All other routes show a marked increase in traffic, both immediately and over time:

- Brookfield (A57)—an 18% increase by 2010 (rising to 21% by 2025).
- M67—a 17% increase by 2010 (rising to 24% by 2025).
- Back Moor (A6018)—a 9% increase by 2010 (rising to 23% by 2025).
- Ashworth Lane (B6174)—a 6% increase by 2010 (rising to 36% by 2025).
- Roe Cross Road (A6018)—a 6% increase by 2010 (rising to 36% by 2025).

The aim of the bypass is to reduce traffic flow along (at least) the A57 and the reviewed environmental statement of February 2007 provided radically different traffic forecasts to the originals summarised above. In particular, the new forecast indicated that there would be over 26,000 vehicles per day travelling along Back Moor. According to the data presented by the Highways Agency, this amount of traffic is greater than that presently using the main A57 Hyde Road through Mottram.

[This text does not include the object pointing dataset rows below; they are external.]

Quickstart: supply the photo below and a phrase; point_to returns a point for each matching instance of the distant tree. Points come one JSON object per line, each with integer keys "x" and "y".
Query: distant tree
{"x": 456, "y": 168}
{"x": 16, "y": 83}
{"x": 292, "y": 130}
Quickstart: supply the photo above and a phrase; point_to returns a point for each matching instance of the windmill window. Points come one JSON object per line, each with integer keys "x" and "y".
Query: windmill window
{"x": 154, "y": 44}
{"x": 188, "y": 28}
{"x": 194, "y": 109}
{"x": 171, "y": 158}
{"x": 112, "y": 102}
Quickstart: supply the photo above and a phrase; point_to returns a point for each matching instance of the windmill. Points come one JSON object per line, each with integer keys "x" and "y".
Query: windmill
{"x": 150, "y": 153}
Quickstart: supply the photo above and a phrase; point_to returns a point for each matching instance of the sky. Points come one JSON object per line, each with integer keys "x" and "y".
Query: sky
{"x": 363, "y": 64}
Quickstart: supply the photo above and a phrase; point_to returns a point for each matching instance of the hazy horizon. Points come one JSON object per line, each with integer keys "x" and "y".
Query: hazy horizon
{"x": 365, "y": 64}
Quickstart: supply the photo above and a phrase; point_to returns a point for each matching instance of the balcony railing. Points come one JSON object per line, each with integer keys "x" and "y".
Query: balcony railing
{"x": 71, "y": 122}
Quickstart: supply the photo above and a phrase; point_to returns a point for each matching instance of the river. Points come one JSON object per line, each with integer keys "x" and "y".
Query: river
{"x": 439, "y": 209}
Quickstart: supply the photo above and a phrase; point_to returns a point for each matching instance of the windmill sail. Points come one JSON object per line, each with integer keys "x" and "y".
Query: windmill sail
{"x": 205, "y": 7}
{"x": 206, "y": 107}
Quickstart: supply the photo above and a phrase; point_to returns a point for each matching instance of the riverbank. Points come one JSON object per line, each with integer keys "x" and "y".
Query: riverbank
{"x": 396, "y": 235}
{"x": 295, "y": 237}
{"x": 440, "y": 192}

==Climate change impacts==
Government-funded research carried out by English Nature found that the proposed scheme would increase greenhouse gas CO_{2} pollution in the area by 15,840 tonnes per annum. Furthermore, the costs of the CO_{2} pollution were not included in the Highways Agency cost–benefit analysis. In the republished Environmental Statement summary, the Highways Agency admit that the scheme will entail "an estimated increase of 9% in emissions of the greenhouse gas carbon dioxide". However, in a Statement of the Area address on 21 November 2006, the Leader of Tameside Council announced that 4,500 trees had already been planted, increasing to 10,000 to compensate for the loss of trees when the bypass is built and to help mitigate the increases in CO_{2} emissions. The council leader also claimed that each tree planted would offset 75 kg of CO_{2} per annum. This figure—for trees to be planted in northern England—is 3.5 times greater than that for trees planted in tropical rainforests.

In an alternative proposal to the bypass, Translink claims that the removal of HGVs from the A628 onto a cross-Peak train line would save approximately 100,000 tons of CO_{2} per year.